For each of the following situations, determine: a) the null and research hypotheses; b)
the hypothesis test used (normal curve, single sample t-test, dependent samples t-test,
independent samples t-test, ANOVA). For situations 1, 3, and 4, state whether the test is
one-tailed or two-tailed; c) the degrees of freedom d) the critical value (cutoff score on
the comparison distribution); e) your sample’s test score; f) your conclusion on whether
to accept or reject the null hypothesis (you must show how the comparison of your cutoff
score with your sample’s test score leads to your conclusion).
1. A researcher wants to determine whether alcohol increases the amount of motor
coordination errors. She selects two samples of 25 participants each. One group receives
5 ounces of alcohol, while the other group receives 5 ounces of water. She then observes
the amount of errors that the participants make in a labyrinth. The test statistic was 2.81.
Let m1 and m2 denote the average amount of errors made by the participants receiving
alcohol and water respectively.
a) Here the null hypothesis is Ho: Alcohol does not increase the amount of motor
coordination errors. That is Ho: m1 = m2
The research hypothesis is Ha: Alcohol increases the amount of motor coordination
errors. That is Ha: m1 > m2.
b) The hypothesis test used is independent samples t-test.
c) The test is one-tailed and the Degrees of freedom = (25+25-2) = 48
d) The critical value = 1.677 (assuming a = 0.05)
e) Test statistic =2.81
f) The decision rule is Reject Ho if the value of the test statistic > Critical value
Here, test statistic = 2.81 > 1.677. So we reject the null hypothesis Ho.
2. The same researcher wants to study the effect of caffeine on memory. She selects four
samples of 15 participants each. The groups receive 0, 2, 4, and 6 cups of coffee,
respectively. The researcher takes note of the amount of words that the participants
remember after studying them for 20 seconds. The test statistic was 3.15.
Let m1, m2, m3 and m4 denote the average amount of words remembered by the
participants after receiving 0, 2, 4, and 6 cups of coffee, respectively.
a) Here the null hypothesis is Ho: Caffeine has no effect on memory.
That is, Ho: m1 = m2 = m3 = m4
The research hypothesis is Ha: Caffeine has an effect on memory.
That is Ha: mi ≠ mj for at least one i≠j.
b) The hypothesis test used is ANOVA
c) The degrees of freedom (3, 56)
d) The critical value = 2.769 (assuming a = 0.05)
e) Test statistic = 3.15
f) The decision rule is Reject Ho if the value of the test statistic > Critical value
Here, test statistic = 3.15 > 2.769. So we reject the null hypothesis Ho.
3. Suppose that previous studies have found that the mean amount of sessions necessary
to “cure” depressive patients using a particular therapeutic model is 25 sessions, with a
standard deviation (s) of 4. A new model is introduced, and you want to determine
whether the amount of sessions needed to “cure” depressive patients with this new model
is significantly lower than 25. You select 40 patients, all of whom receive therapy using
the new model.

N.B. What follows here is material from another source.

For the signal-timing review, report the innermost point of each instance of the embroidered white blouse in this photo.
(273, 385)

You keep track of the amount of sessions these participants take to
become “cured”. The test statistic was -3.90.
Let m denote the average amount of sessions needed to “cure” depressive patients .

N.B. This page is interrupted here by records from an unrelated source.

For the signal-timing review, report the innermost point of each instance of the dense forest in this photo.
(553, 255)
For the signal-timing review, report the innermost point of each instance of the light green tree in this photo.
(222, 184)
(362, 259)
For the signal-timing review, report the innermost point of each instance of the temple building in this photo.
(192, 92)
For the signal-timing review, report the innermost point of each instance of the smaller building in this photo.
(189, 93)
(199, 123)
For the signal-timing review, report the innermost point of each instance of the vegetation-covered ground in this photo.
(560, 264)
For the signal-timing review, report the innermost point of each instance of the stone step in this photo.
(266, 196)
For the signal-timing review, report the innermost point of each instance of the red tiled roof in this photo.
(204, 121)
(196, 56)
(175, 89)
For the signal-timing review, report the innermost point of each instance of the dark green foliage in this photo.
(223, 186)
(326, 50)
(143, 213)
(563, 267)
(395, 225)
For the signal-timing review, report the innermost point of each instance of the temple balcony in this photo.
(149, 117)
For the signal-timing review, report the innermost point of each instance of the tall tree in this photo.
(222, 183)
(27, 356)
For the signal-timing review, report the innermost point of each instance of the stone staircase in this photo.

a) Here the null hypothesis is Ho: m = 25
The research hypothesis is Ha: m < 25
b) The hypothesis test used is single sample test using normal curve.
c) Here no degrees of freedom since we are using normal curve.
d) The critical value = -1.645 (assuming a = 0.05)
e) Test statistic = -3.90
f) The decision rule is Reject Ho if the value of the test statistic < Critical value
Here, test statistic = -3.90 < -1.645. So we reject the null hypothesis Ho.
4. An industrial/organizational psychologist is interested in determining whether adding
15-minute breaks increases worker productivity. She selects a sample of 20 participants
and measures their productivity before and after introducing the 15-minute breaks. The
test statistic was -3.15.
Let m1 and m2 denote the average productivity before and after introducing the 15minute breaks respectively.
a) Here the null hypothesis is Ho: Adding 15-minute breaks does not increase worker
productivity. That is Ho: m1 = m2
The research hypothesis is Ha: Adding 15-minute breaks increases worker productivity.
That is Ha: m1 < m2.
b) The hypothesis test used is dependent samples t-test.
c) The test is one-tailed and the Degrees of freedom = (20-1) = 19
d) The critical value = -1.729 (assuming a = 0.05)
e) Test statistic = -3.15
f) The decision rule is Reject Ho if the value of the test statistic < Critical value
Here, test statistic = -3.15 < -1.729. So we reject the null hypothesis Ho.